UNA Pressroom

Tolkan Donates Scripts, Memorabilia To Una Archives

Apr. 26, 2012

Michelle Eubanks, UNA, at media@una.edu, 256.765.4392 or 256.606.2033

FLORENCE, Ala. - Notable actor James Tolkan has donated multiple theatre and movie scripts as well as other memorabilia to the University of North Alabama for inclusion in the school's archive collection, housed in the Collier Library.

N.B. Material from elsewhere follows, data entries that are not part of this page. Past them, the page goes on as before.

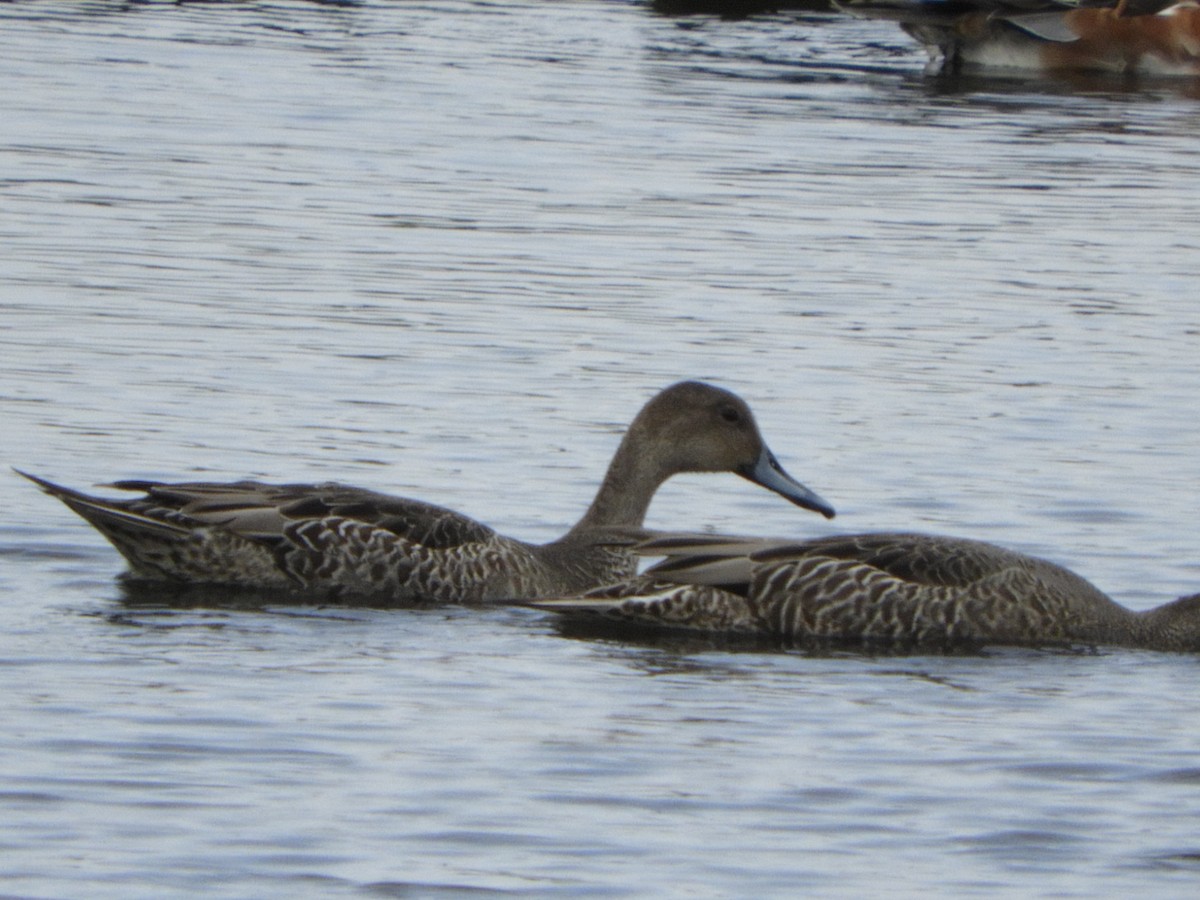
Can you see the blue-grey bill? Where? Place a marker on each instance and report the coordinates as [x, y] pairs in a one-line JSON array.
[[768, 473]]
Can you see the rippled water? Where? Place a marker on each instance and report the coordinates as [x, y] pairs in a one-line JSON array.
[[447, 250]]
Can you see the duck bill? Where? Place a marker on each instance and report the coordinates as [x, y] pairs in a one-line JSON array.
[[768, 473]]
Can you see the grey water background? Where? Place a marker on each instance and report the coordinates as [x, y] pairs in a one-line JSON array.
[[447, 250]]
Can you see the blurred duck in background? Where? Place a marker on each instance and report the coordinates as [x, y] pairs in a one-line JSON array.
[[1151, 37]]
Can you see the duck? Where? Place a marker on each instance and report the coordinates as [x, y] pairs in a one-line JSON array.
[[885, 589], [1131, 37], [336, 541]]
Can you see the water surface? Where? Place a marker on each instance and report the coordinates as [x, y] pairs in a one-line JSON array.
[[447, 250]]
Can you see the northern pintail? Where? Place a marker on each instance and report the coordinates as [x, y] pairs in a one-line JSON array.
[[879, 589], [1127, 36], [340, 541]]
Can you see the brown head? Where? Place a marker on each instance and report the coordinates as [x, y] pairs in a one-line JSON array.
[[690, 427]]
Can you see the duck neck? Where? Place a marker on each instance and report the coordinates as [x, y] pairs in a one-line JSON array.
[[629, 485]]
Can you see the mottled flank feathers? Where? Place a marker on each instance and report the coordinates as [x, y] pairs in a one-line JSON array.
[[336, 541], [881, 589]]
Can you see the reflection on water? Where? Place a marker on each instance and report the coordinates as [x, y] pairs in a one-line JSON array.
[[448, 250]]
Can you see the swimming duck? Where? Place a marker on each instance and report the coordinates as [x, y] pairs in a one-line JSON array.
[[1131, 36], [339, 541], [877, 589]]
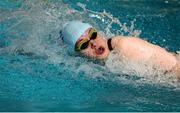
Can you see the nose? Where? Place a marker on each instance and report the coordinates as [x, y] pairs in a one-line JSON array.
[[93, 44]]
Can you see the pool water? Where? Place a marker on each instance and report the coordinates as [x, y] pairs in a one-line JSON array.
[[39, 73]]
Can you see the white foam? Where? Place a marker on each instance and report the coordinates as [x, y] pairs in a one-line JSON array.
[[42, 39]]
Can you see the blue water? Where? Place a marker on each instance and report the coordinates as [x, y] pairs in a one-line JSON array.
[[39, 73]]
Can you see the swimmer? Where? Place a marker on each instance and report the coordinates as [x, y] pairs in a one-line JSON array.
[[87, 41]]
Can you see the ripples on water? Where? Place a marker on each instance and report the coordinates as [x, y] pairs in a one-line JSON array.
[[32, 28]]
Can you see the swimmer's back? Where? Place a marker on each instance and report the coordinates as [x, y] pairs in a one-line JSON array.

A special guest of the George Lindsey UNA Film Festival in 2010, Tolkan is known for his diverse roles on stage and screen, including the strict, intimidating Principal Strickland in the "Back to the Future" films, Commander Hondo in "Top Gun" and memorable roles in "War Games," "Masters of the Universe," "Dick Tracy" and Woody Allen's "Love and Death," in which he took on the roles of both Napoleon and a Napoleon lookalike. Tolkan has made multiple television appearances, including more than a dozen episodes of "A Nero Wolfe Mystery," two of which he directed. Tolkan, who studied acting with Lee Strasberg and Stella Adler at the Actors Studio, has performed in many stage productions, including "Wait Until Dark," "Glengarry Glen Ross" and "Macbeth." Most recently, he appeared in the television show "Leverage," which stars his longtime friend Timothy Hutton. Tolkan will also be seen in the still untitled HBO biopic about music business legend Phil Spector. Tolkan's generous donation to the UNA archive collection includes scripts from many of his roles as well as director's notes from "A Nero Wolfe Mystery" and newspaper clippings. Tolkan also donated personal correspondence, including congratulatory notes from actor Robert Redford and director Mike Nichols. Completing the collection is an audio CD recorded by Tolkan in which he shares memories about his career as well as advice for students studying his materials. Tolkan and his wife, Parmelee, live in Lake Placid, N.Y., where they are active supporters of the arts and where James plays with the Saranac Lake Pool League and is an avid golfer. The UNA archive collection contains many valuable pieces, including the personal collection of scripts from Ernest Borgnine, the George S. Lindsey Collection and rare photos, DVDs, scripts and other memorabilia from such iconic entertainment personalities as Claude rains, Norman Lloyd, James Best, George Clayton Johnson and others.